EBCDIC to ASCII conversion

Hi,

We have a mainframe file which is in EBCDIC format.We dont have direct access to mainframe ,client has provided us the mainframe file.The mainframe file is containing pact data(COMP1 ,COMP2 etc) which are unreadble.Can anyone suggest me how to convert this kind of ebcdic file to ascii format(which are readble) through unix only.Any help in this regard will be highly appreciated.Thank

Please read again the last of your previous thread:

We tried to help you in your earlier thread: EBCDIC to ASCII conversion. That thread was closed because you refused to answer any questions about the format of the file you want to process. (Note that EBCDIC is not a format; it is a character set. The format of your file is not a text file; it is a binary file containing some text and some binary data. Without knowing the format of your file there is no way for us to help you at all in any attempts to extract the text or the binary data included in any of the records in that file.)

On top of what Don Cragun said, the "Post Here to Contact Site Administrators and Moderators" is NOT an adequate forum for technical questions. You've been warned before, and now received a (warning) infraction.

hi Don Cragun,

Im not sure about the file format.Its containing alphanumeric,special characters and out of keyboard characters. Copybook containing comp data.I have attached the sample input file for reference..

Where is the sample?
Was it meant to be an attachment? If so then it has not appeared.

Hi Swapna,
No. There is no copybook (whatever that is) attached to your last post. And there is no sample input file attached to your last post.

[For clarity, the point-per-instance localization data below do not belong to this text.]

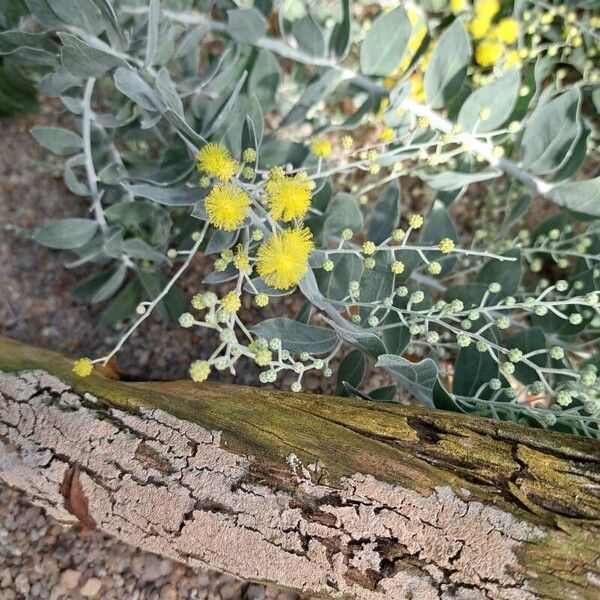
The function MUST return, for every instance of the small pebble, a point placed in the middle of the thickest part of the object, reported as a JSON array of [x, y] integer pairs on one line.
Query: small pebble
[[69, 579], [91, 587]]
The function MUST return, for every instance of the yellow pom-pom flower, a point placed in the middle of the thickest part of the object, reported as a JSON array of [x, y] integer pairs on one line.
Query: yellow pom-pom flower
[[320, 148], [289, 197], [386, 135], [479, 26], [227, 206], [488, 53], [216, 160], [446, 245], [457, 6], [283, 259], [83, 367], [346, 142], [512, 60], [415, 221], [487, 8], [507, 30], [199, 371], [231, 302]]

If you have the file and do not have the file format and are unable to determine the format by inspecting the data, why do you think that any of us who have never seen the data would have any chance of telling you how to decode it? Our crystal balls do not provide enough magic for us to be able to reliably guess at which bytes in records of unknown size refer to what in the unknown number of data fields in those records containing information about whatever they are intended to contain.

If you are not sure about the file format, contact your customer and get the file format from them. Without knowing the format of the data in the file you are processing, we do not have the information required to be able to help you do anything with your file.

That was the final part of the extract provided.